Colab Demonstration: Here is a Colab notebook that you can play around with that shows how to do basic graph visualization of query results and build a pipeline that computes PageRanks of a subgraph and store those PageRank values back as new node properties in Kùzu and query them.

Data Import from and Export to Parquet and Arrow

We have removed our own CSV reader and instead now use Arrow as our default library when bulk importing data through COPY FROM statements. Using Arrow, we can not only bulk import from CSV files but also from arrow IPC and parquet files. We detect the file type from the suffix of the file; so if the query says COPY user FROM ./user.parquet, we infer that this is a parquet file and parse it so. See the details here.

Multi-labeled or Unlabeled Queries

A very useful feature of the query languages of GDBMSs is their ability to elegantly express unions of join queries. We had written about this feature of GDBMSs in this blog post about What Every Competent GDBMS Should Do (see the last paragraph of Section Feature 4: Schema Querying). In Cypher, a good example of this is to not bind the node and relationship variables to a specific node/relationship labels/tables. Consider this query:

MATCH (a:User)-[e]->(b)
WHERE a.name = 'Karissa'
RETURN a, e, b

This query asks for all types of relationships that Karissa can have to any possible other node (not necessarily of label User) in the query. So if the database contains Likes relationships from Users to Comments, Follows relationships from Users to Users, and LivesIn relationships from Users and Cities, variables e and b can bind to records from all of these relationship and node labels, respectively.

You can also restrict the labels of nodes/rels to a fixed set that contains more than one label using the | syntax. For example you can do:

MATCH (a:User)-[e:Likes|Follows]->(b)
WHERE a.name = 'Karissa'
RETURN a, e, b

This forces e to match to only Likes relationship or Follows relationship records (so excludes the LivesIn records we mentioned above). The | is a syntax adapted from regexes originally and is also used in query languages that support regular path queries.

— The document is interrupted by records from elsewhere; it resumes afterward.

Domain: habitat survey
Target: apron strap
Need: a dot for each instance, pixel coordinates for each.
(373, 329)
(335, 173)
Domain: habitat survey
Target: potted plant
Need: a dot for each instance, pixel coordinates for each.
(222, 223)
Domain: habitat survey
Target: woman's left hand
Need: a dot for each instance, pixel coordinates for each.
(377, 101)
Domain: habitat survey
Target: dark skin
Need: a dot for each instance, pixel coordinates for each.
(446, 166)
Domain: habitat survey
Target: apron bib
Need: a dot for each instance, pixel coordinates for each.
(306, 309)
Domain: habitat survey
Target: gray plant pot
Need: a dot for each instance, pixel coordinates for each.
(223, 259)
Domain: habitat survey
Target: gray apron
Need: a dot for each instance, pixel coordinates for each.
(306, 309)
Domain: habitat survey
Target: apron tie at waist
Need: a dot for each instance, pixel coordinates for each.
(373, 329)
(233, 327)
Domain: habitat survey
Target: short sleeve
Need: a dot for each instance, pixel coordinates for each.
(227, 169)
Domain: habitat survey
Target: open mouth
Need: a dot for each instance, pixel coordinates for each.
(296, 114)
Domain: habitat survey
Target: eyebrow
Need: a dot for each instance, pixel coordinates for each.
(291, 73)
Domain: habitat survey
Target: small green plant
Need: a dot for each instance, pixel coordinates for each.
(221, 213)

Kùzu now supports such queries. Our query execution is based on performing scans of each possible node/rel table and index and when a variable x can bind to multiple node/rel tables, L1, L2, ..., Lk, we reserve one vector for each possible property of each node/rel table.
If anyone has any optimizations to do something smarter, it would be very interesting to hear!

Other Important Changes

Enhanced String Features

We’ve added two important features to enhance Kùzu’s ability to store and process strings:

  1. Support of UTF-8 characters. With the help of utf8proc, you can now store string node/relationship properties in Kùzu that has UTF-8 characters;
  2. Support of regex pattern matching with strings. Kùzu now supports Cypher’s =~ operator for regex searches, which will return true if its pattern mathces the entire input string. For example: RETURN 'abc' =~ '.*(b|d).*';.

CASE Expression

We’ve added CASE for conditional expressions. Two forms (Simple Form and General Form) of CASE expression are supported.

ALTER/DROP/SET/DELETE

We added ALTER TABLE and DROP TABLE DDL statements. After creating a new node or relationship table, you can now drop it, rename it, and alter it by adding new columns/properties, renaming or dropping existing columns/properties.

Besides schema level changes, you can change properties of existing nodes/rels with SET statements, and remove existing nodes/rels with DELETE statements.

Disable Relationships with Multiple Source or Destination Labels

We now no longer support defining a relationship between multiple source or destination labels. This is to simplify our storage. But please let us know if you have strong use cases on this.

Enjoy our new release and don’t forget to donate to the earthquake victims.


Footnotes

  1. For Türkiye two other organizations are AFAD, which is the public institute for coordinating natural disaster response and Akut, a volunteer-based and highly organized search and rescue group. For Syria, another campaign I can recommend is Molham Team, which is an organization founded by Syrian refugee students.